NVMe performance on IBM x3650 M3

Notice: Page may contain affiliate links for which we may earn a small commission through services like Amazon Affiliates or Skimlinks.

decibel83

New Member
Aug 13, 2019
3
0
1
Hi,
On my IBM x3650 M3 server (model 7945K3G) I added two Kingston SSD A1000 M2 with 960 Gb of capacity (the exact model is SA1000M8/960G A1000) mounted into two M.2 PCIe adapter (https://www.amazon.it/gp/product/B07CBJ6RH7/ref=ppx_yo_dt_b_asin_title_o00_s00?ie=UTF8&psc=1).

I'm using Proxmox, and I created a new ZFS mirror pool to do some benchmark.
The server already has a RAID5 array with 8 x 500 Gb Seagate ST9500430SS (IBM-ESXSST9500430SS) drives configured on an IBM M5015 RAID controller with BBU battery:

Code:
root@server:/# megacli -LDInfo -Lall -Aall
Adapter 0 -- Virtual Drive Information:
Virtual Drive: 0 (Target Id: 0)
Name                :
RAID Level          : Primary-5, Secondary-0, RAID Level Qualifier-3
Size                : 3.176 TB
Sector Size         : 512
Is VD emulated      : No
Parity Size         : 464.729 GB
State               : Optimal
Strip Size          : 128 KB
Number Of Drives    : 8
Span Depth          : 1
Default Cache Policy: WriteBack, ReadAheadNone, Cached, Write Cache OK if Bad BBU
Current Cache Policy: WriteBack, ReadAheadNone, Cached, Write Cache OK if Bad BBU
Default Access Policy: Read/Write
Current Access Policy: Read/Write
Disk Cache Policy   : Enabled
Encryption Type     : None
Is VD Cached: No
I used Proxmox's pveperf utility to make some tests, and what surprised me is that I'm having worst fsync value on the new NVMe drives than on the RAID5 array:

pveperf execution on RAID5 array:

Code:
root@server:/# pveperf /var/lib/vz
CPU BOGOMIPS:      76803.76
REGEX/SECOND:      1253534
HD SIZE:           3044.94 GB (/dev/mapper/pve-data)
BUFFERED READS:    63.95 MB/sec
AVERAGE SEEK TIME: 14.82 ms
FSYNCS/SECOND:     1781.54
DNS EXT:           70.81 ms
DNS INT:           4.11 ms (domain.com)
pveperf execution on ZFS on NVMe:

Code:
root@server:/# pveperf /mnt/nvme/
CPU BOGOMIPS:      76803.76
REGEX/SECOND:      1150312
HD SIZE:           31.25 GB (/dev/zd16)
BUFFERED READS:    1129.42 MB/sec
AVERAGE SEEK TIME: 0.04 ms
FSYNCS/SECOND:     421.13
DNS EXT:           167.97 ms
DNS INT:           4.84 ms (domain.com)
1781.54 on SAS RAID5 and 421.13 on NVMe!

Could you help me to understand where I'm wrong, please?
Thank you very much!
 

vanfawx

Active Member
Jan 4, 2015
365
67
28
45
Vancouver, Canada
Kingston consumer SSD's are not known for their fsync performance. Most likely each fsync is causing the buffer to flush, due to the NVMe not having any power-loss protection, and TLC isn't known for its speed, so the flushes take real time.
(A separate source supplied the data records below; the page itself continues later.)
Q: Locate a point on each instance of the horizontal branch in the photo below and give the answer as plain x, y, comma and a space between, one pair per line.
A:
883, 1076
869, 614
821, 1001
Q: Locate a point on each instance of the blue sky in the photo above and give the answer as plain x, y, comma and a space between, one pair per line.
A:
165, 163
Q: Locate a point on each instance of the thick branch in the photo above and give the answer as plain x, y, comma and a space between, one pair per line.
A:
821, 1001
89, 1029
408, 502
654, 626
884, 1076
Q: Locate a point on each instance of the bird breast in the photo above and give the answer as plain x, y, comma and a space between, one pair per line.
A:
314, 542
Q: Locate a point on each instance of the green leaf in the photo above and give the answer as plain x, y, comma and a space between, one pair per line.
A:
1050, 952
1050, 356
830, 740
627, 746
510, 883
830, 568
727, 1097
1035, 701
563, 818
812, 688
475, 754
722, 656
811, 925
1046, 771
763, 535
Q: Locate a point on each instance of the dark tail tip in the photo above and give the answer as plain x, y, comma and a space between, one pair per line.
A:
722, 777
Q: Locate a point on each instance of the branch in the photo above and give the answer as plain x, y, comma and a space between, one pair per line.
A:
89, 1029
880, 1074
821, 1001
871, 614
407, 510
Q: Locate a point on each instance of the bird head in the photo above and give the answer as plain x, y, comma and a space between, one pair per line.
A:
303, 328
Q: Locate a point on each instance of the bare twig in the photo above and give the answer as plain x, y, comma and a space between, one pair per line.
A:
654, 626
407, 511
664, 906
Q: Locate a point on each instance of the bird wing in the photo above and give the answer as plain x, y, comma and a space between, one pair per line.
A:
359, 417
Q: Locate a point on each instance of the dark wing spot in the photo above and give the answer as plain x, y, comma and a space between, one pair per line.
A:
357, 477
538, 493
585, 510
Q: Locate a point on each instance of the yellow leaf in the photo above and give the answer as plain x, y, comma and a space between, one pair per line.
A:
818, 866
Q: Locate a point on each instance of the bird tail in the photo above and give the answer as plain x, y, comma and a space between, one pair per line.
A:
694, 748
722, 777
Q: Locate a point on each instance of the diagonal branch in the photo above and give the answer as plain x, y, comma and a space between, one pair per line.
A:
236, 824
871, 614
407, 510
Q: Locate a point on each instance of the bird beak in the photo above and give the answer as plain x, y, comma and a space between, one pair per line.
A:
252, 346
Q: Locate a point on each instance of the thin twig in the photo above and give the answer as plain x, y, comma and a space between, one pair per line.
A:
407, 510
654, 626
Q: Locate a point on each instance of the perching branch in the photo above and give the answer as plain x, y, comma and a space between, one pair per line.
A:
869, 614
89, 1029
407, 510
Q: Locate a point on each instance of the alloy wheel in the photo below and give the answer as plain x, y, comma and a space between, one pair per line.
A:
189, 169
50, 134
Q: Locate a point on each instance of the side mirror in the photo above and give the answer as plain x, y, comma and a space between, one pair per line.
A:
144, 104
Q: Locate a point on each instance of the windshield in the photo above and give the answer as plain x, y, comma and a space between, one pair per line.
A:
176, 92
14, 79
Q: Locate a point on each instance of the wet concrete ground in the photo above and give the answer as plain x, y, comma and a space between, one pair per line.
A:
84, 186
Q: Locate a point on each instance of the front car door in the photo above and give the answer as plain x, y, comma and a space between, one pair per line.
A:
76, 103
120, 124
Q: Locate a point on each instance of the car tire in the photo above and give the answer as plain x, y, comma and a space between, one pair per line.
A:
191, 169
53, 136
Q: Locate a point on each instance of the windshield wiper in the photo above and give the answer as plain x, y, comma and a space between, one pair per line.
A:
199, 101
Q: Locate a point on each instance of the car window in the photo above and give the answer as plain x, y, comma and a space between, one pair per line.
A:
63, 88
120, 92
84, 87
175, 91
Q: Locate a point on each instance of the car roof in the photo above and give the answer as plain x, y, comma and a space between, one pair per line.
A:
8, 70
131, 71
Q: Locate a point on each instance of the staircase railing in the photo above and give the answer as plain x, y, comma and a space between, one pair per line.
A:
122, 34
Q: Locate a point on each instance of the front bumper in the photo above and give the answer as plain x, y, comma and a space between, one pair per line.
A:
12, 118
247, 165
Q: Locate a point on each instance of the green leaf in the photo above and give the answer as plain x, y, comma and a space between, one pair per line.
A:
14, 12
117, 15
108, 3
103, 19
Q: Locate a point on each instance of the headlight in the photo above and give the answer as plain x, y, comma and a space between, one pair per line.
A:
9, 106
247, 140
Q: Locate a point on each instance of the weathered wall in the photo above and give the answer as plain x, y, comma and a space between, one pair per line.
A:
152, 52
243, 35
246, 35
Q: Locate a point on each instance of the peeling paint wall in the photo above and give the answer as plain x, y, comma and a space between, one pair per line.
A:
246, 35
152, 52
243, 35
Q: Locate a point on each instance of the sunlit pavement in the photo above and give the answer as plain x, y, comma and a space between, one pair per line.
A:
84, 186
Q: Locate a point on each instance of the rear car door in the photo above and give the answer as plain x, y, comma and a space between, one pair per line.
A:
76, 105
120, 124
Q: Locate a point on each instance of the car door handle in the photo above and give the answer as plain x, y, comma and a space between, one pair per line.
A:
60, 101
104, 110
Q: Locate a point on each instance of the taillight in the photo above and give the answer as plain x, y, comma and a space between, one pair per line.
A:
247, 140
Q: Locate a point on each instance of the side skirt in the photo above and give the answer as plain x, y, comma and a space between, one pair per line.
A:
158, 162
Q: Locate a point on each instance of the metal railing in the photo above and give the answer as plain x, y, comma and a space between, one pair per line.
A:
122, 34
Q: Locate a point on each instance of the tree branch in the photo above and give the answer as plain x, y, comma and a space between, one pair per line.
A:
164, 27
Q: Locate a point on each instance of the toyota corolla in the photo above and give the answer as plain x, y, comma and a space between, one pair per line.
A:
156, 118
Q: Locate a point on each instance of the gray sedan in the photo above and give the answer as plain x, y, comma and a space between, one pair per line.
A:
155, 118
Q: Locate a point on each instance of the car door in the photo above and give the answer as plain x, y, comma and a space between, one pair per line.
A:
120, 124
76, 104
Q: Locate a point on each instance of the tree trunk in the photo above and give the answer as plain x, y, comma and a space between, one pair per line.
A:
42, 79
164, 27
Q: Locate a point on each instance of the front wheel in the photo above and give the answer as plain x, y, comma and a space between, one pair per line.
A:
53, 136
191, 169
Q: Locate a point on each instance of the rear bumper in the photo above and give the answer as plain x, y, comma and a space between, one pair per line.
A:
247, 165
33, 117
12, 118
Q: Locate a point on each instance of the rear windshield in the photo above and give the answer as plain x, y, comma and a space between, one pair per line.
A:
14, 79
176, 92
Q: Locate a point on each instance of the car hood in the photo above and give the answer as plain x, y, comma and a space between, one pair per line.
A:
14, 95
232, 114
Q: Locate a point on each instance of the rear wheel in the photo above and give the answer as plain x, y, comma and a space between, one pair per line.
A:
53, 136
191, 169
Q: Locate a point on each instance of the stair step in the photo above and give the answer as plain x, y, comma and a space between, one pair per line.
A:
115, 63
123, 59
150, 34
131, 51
You might want to look at m.2 enterprise SSD's that have power-loss protection.
 

decibel83

New Member
Aug 13, 2019
3
0
1
Thanks for your answer!

Most likely each fsync is causing the buffer to flush, due to the NVMe not having any power-loss protection, and TLC isn't known for its speed, so the flushes take real time.
What do you mean with TLC?

You might want to look at m.2 enterprise SSD's that have power-loss protection.
Could you advise me some model which has a good fsync performance?
Maybe Samsung 970 EVO or 970 PRO?
 

decibel83

New Member
Aug 13, 2019
3
0
1
Thanks!
I read both articles and see that Intel Octane are the best, and I understand that Samsung PRO and not so much better than Samsung EVO for this purposes..
But generally, how I could recognise a good M2 SSD for ZFS before buying it?
 

vanfawx

Active Member
Jan 4, 2015
365
67
28
45
Vancouver, Canada
If you're okay with the tradeoffs, you can set "zfs set sync=disabled dataset" which will tell ZFS to make the sync calls, asynchronous, to be flushed on each transaction group flush (usually every 5s by default). The downside to setting this flag, is you can lose whatever data is in memory that hasn't been flushed to disk yet.

I'm honestly not very familiar with M.2 SSD's with power loss protection, hopefully someone else on the forum can make some recommendations. But they won't be cheap. I'd recommend setting sync=disabled and retry your test.